Bagehot, Lombard Street: A Description of the Money Market, pp. 51-52 of the Wiley Investment Classics edition (work first published in Great Britain in 1873--the same year the Panic in America began).
In a time like this we could sure some clear, Walter Bagehot type thinking about how panics--or as we now call them, recessions--can be softened by clear, logical policies rather than rash acts that make everybody think the financial sky is falling. I don't mean to propose Pollyannish optimism, but in times like these bad news feeds on bad news. My guess is that after January 20th, the New York Times and the Atlanta Journal-Constitution will suddenly decide that hey, maybe things aren't so bad after all--look what the money spent during inauguration week did for Washington D.C.'s economy! Some company or companies will decide the NYT and the AJC are onto something; they'll think maybe they don't need to maintain such grim projections for 2009, then some Wall Street maverick will advocate investing in stock of those companies, and all of a sudden we're looking up.
And that, finally, brings me to the third excerpt. Carl Sandburg in 1936--again, during hard times--published The People, Yes which includes the poem "They Have Yarns" My favorite of the yarns is:
"One of the oil men in heaven started a rumor of a gusher down in hell. All the other oil men left in a hurry for hell. As he gets to thinking about the rumor he had started he says to himself there might be something in it after all.

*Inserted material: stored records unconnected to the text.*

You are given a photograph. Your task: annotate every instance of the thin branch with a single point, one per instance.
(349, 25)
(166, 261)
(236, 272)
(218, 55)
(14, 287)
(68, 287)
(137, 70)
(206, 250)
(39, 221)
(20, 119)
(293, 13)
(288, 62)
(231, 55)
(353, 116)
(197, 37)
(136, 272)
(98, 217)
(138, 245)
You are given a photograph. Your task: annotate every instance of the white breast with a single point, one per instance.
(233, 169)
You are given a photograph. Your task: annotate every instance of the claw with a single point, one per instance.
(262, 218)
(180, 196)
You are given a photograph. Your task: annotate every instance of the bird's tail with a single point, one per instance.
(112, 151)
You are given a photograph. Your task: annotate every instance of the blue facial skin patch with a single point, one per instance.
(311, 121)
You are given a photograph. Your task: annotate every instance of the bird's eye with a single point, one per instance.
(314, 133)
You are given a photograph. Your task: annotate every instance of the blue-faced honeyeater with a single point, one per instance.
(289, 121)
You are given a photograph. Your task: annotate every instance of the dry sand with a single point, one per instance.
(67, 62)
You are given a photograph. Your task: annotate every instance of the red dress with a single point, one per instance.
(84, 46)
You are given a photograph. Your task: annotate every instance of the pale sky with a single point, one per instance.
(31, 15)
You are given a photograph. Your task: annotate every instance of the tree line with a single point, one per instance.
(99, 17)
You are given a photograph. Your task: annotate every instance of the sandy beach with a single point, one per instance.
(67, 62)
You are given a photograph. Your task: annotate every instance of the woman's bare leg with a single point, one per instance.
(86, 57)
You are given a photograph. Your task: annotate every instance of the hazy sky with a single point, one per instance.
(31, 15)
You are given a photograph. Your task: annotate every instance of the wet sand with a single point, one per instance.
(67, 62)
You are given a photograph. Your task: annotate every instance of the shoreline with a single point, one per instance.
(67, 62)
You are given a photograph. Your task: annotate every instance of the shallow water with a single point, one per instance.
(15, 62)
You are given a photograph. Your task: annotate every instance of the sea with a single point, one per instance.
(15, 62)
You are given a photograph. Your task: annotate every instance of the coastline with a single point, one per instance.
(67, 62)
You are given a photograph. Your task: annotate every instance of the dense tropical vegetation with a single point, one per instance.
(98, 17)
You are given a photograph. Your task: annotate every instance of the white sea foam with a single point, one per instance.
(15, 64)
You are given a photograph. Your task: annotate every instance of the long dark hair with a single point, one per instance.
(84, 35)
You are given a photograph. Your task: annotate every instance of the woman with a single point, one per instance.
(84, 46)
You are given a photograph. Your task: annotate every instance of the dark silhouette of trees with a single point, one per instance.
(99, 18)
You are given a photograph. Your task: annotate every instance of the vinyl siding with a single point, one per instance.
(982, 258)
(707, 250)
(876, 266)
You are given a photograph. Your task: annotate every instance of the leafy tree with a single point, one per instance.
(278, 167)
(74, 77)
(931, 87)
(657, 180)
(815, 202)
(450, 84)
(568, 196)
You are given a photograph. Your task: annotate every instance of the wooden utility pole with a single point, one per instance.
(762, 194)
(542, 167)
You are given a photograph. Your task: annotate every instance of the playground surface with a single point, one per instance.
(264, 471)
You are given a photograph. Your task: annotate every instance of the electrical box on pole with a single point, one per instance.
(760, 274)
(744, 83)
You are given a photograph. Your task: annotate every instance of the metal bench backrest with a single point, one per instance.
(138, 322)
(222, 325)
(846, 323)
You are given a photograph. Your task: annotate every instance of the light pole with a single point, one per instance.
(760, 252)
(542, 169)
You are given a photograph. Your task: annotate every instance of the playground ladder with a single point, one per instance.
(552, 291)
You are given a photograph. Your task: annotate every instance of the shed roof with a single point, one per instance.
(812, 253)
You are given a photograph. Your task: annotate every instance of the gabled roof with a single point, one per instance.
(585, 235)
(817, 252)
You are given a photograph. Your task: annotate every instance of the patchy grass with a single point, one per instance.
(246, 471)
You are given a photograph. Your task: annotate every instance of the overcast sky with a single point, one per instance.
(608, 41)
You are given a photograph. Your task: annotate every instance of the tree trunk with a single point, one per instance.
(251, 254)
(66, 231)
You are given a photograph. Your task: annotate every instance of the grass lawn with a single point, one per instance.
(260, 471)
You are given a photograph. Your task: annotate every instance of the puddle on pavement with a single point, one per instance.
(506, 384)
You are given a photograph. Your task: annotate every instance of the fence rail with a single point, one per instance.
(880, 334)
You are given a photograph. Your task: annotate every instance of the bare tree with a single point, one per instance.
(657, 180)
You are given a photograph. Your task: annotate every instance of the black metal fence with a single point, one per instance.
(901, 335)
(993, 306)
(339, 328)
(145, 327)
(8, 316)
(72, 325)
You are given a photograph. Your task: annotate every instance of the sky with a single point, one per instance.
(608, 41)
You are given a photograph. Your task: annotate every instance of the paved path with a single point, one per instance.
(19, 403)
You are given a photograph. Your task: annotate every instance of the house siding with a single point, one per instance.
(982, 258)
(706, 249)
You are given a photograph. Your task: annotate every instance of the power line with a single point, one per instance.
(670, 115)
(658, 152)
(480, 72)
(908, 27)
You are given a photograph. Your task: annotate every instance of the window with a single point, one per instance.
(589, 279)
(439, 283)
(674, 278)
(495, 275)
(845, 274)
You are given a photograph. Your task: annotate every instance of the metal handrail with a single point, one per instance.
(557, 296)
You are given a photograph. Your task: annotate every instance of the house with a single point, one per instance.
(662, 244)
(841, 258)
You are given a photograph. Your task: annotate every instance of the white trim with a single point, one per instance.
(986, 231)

So he leaves for hell in a hurry."
Alas, then there would be no oil men left in heaven to take advantage of the great business opportunity if a gusher suddenly appeared beyond the Pearly Gates. And I'll bet you anything that somewhere, right now, some enterprising person is poised to prosper from seizing an opportunity no one else is around to pounce on. He or she, and others like him or her, will be the trailblazers towards recovery.